Tyco Valves & Controls Middle East Inc. (TVC ME) — an indirect, wholly owned subsidiary of Tyco that sold and marketed valves and other industrial equipment throughout the Middle East for the oil, gas, petrochemical, commercial construction, water treatment and desalination industries — pleaded guilty, on Sept. 24, 2012, before a US judge for conspiring to violate the anti-bribery provisions of the FCPA. The company pleaded guilty to paying bribes to officials employed by Saudi Aramco to obtain contracts with the company, as it did in other countries.
According to US officials, “For more than 10 years, various Tyco entities bribed foreign officials and cooked the books to hide the payments.” As part of the settlement, the US Justice Department entered into a non-prosecution agreement (NPA) with Tyco, in which it admitted that a number of its subsidiaries made payments, both directly and indirectly, to officials, in order to obtain and retain business with private and state-owned entities, and falsely described the payments in corporate accounts as legitimate charges, and from 1999 to 2009, Tyco knowingly conspired to falsify its books and records in connection with these payments.

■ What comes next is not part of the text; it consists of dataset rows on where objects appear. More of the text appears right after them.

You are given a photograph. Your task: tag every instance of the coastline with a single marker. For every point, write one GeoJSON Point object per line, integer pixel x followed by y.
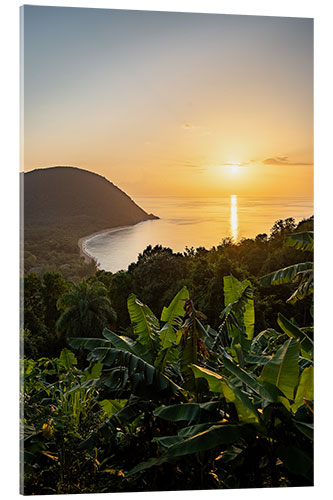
{"type": "Point", "coordinates": [82, 241]}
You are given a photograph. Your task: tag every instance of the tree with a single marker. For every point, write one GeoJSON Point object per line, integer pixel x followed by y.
{"type": "Point", "coordinates": [86, 310]}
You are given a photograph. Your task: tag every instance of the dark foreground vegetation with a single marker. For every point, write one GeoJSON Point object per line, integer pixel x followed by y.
{"type": "Point", "coordinates": [188, 371]}
{"type": "Point", "coordinates": [63, 204]}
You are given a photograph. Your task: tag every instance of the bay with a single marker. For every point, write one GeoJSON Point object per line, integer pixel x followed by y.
{"type": "Point", "coordinates": [193, 222]}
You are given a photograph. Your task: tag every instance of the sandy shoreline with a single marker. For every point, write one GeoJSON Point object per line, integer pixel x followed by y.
{"type": "Point", "coordinates": [82, 241]}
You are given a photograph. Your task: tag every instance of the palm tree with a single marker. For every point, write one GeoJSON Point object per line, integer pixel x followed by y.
{"type": "Point", "coordinates": [86, 310]}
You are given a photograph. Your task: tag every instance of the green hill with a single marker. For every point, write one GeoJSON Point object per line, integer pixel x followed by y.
{"type": "Point", "coordinates": [63, 204]}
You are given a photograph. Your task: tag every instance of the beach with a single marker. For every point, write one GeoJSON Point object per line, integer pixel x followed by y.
{"type": "Point", "coordinates": [82, 241]}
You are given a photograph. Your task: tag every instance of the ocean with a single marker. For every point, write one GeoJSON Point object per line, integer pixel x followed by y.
{"type": "Point", "coordinates": [193, 222]}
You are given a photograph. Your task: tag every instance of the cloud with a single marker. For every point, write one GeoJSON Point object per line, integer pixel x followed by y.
{"type": "Point", "coordinates": [190, 164]}
{"type": "Point", "coordinates": [283, 160]}
{"type": "Point", "coordinates": [189, 126]}
{"type": "Point", "coordinates": [235, 163]}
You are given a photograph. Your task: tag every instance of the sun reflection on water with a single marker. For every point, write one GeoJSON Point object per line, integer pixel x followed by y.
{"type": "Point", "coordinates": [233, 217]}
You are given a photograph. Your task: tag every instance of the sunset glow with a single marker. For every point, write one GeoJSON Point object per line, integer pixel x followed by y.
{"type": "Point", "coordinates": [171, 104]}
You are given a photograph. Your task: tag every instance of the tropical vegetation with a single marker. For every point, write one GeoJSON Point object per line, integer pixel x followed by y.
{"type": "Point", "coordinates": [209, 386]}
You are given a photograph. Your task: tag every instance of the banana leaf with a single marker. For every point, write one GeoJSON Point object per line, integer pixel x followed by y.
{"type": "Point", "coordinates": [171, 315]}
{"type": "Point", "coordinates": [301, 241]}
{"type": "Point", "coordinates": [282, 370]}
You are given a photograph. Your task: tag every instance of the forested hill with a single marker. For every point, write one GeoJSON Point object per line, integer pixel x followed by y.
{"type": "Point", "coordinates": [59, 194]}
{"type": "Point", "coordinates": [63, 204]}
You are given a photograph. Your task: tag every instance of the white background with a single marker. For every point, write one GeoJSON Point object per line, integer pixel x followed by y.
{"type": "Point", "coordinates": [321, 10]}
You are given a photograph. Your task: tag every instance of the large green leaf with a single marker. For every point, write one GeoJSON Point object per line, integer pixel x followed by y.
{"type": "Point", "coordinates": [145, 324]}
{"type": "Point", "coordinates": [301, 241]}
{"type": "Point", "coordinates": [139, 371]}
{"type": "Point", "coordinates": [112, 406]}
{"type": "Point", "coordinates": [293, 331]}
{"type": "Point", "coordinates": [171, 314]}
{"type": "Point", "coordinates": [233, 292]}
{"type": "Point", "coordinates": [67, 359]}
{"type": "Point", "coordinates": [205, 440]}
{"type": "Point", "coordinates": [266, 391]}
{"type": "Point", "coordinates": [305, 389]}
{"type": "Point", "coordinates": [127, 344]}
{"type": "Point", "coordinates": [285, 275]}
{"type": "Point", "coordinates": [88, 343]}
{"type": "Point", "coordinates": [214, 436]}
{"type": "Point", "coordinates": [188, 411]}
{"type": "Point", "coordinates": [244, 406]}
{"type": "Point", "coordinates": [282, 370]}
{"type": "Point", "coordinates": [214, 379]}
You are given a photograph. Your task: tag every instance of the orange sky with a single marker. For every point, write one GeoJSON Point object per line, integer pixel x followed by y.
{"type": "Point", "coordinates": [164, 103]}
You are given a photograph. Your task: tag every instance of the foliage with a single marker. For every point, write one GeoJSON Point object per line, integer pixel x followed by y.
{"type": "Point", "coordinates": [174, 400]}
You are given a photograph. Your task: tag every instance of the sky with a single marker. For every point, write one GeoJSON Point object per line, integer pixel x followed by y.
{"type": "Point", "coordinates": [171, 103]}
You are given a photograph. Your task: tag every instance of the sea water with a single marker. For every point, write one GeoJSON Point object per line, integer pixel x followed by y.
{"type": "Point", "coordinates": [193, 222]}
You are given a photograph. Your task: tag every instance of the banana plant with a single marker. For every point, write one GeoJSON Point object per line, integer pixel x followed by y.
{"type": "Point", "coordinates": [299, 274]}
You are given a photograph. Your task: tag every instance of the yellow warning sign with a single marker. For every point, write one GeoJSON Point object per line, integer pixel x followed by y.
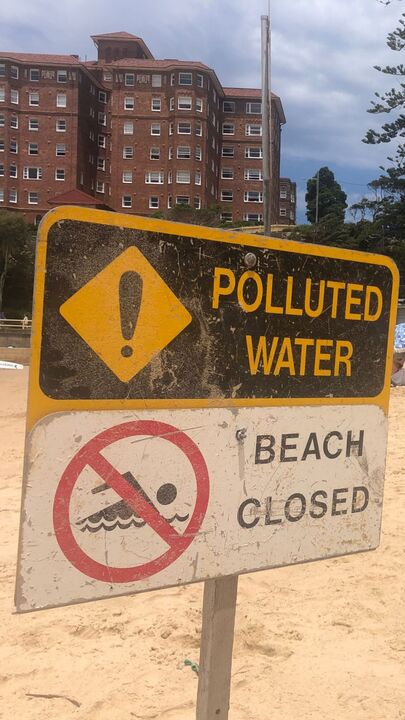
{"type": "Point", "coordinates": [126, 314]}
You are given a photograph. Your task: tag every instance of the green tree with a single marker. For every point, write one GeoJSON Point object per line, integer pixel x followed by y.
{"type": "Point", "coordinates": [392, 103]}
{"type": "Point", "coordinates": [331, 197]}
{"type": "Point", "coordinates": [14, 234]}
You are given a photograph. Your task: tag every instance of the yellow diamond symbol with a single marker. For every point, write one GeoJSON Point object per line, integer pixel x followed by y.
{"type": "Point", "coordinates": [126, 314]}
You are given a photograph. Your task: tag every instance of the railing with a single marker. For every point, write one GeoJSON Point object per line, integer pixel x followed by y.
{"type": "Point", "coordinates": [15, 324]}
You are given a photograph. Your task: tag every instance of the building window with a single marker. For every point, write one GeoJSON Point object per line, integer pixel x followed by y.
{"type": "Point", "coordinates": [228, 129]}
{"type": "Point", "coordinates": [185, 79]}
{"type": "Point", "coordinates": [61, 126]}
{"type": "Point", "coordinates": [184, 102]}
{"type": "Point", "coordinates": [253, 174]}
{"type": "Point", "coordinates": [33, 98]}
{"type": "Point", "coordinates": [183, 177]}
{"type": "Point", "coordinates": [253, 217]}
{"type": "Point", "coordinates": [228, 106]}
{"type": "Point", "coordinates": [32, 173]}
{"type": "Point", "coordinates": [253, 196]}
{"type": "Point", "coordinates": [154, 177]}
{"type": "Point", "coordinates": [254, 152]}
{"type": "Point", "coordinates": [32, 198]}
{"type": "Point", "coordinates": [228, 151]}
{"type": "Point", "coordinates": [129, 102]}
{"type": "Point", "coordinates": [184, 128]}
{"type": "Point", "coordinates": [254, 108]}
{"type": "Point", "coordinates": [127, 176]}
{"type": "Point", "coordinates": [184, 152]}
{"type": "Point", "coordinates": [253, 130]}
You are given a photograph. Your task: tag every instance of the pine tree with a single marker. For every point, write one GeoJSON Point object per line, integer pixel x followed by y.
{"type": "Point", "coordinates": [331, 197]}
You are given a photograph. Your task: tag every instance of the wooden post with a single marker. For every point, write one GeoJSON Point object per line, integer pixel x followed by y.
{"type": "Point", "coordinates": [218, 622]}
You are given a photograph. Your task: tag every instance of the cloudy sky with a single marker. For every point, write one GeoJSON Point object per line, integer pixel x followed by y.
{"type": "Point", "coordinates": [323, 52]}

In addition to the monetary penalty, Tyco and TVC ME agreed with the SEC, in the civil proceedings that took place parallel to the criminal proceedings, to pay compensation worth $ 13 million (total for both civil and criminal proceedings reached over $ 26 million). They also agreed to report periodically concerning their compliance efforts, and to continue to implement an enhanced compliance program and internal controls designed to prevent and detect FCPA violations.
FCPA, passed in 1977, served as the main basis for the case against Tyco. It represents the cornerstone of US legislation to fight corruption committed abroad by US companies. I was in the US when it was passed by the Congress and remember how hard big corporations lobbied then against its passage. After it was enacted, they lobbied more to dilute it on the grounds that that “Every body does it” and that US would lose grounds to companies from other countries that were not bound by such rules.
FCPA made it unlawful to make payments to foreign officials to assist in obtaining or retaining business. It prohibits the payment or promise of money or gifts, directly or indirectly, to foreign officials to influence their decisions.
FCPA was strengthened in 1998. At the same time, the US convinced its OECD partners to move along similar lines, to preserve its companies’ competitiveness compared to European and Asian companies which continued to pay bribes abroad.
FCPA enactment came as a result of SEC investigations in the mid-1970s of foreign practices of American companies. Over 400 US companies admitted then making illegal or questionable payments to foreign officials, politicians, and organizations to influence their decisions. FCPA was meant to bring a halt to those practices and restore confidence in the integrity of American businesses.
In Latin America in particular, US companies were notorious for manipulating local officials, and in some cases replacing them or overthrowing governments altogether. The phrase “banana republic,” for example, was coined to describe such relationships.
Of course, FCPA has not ended bribery of foreign officials by US companies, as Tyco’s case has made clear, but it has given law enforcement tools to fight it.
A word of caution: In the case of Aramco’s officials referred to in the US judgment, they should be presumed innocent until proven guilty according to Saudi law.
However, this case highlights the need to enhance cooperation between Saudi regulatory and justice agencies and their counterparts in other counties to detect and eventually weed out corrupt practices wherever they exist.
Whatever the outcome may be of this particular case, Aramco will need to disclose the full results of its own investigation, to restore faith in the integrity of its internal processes.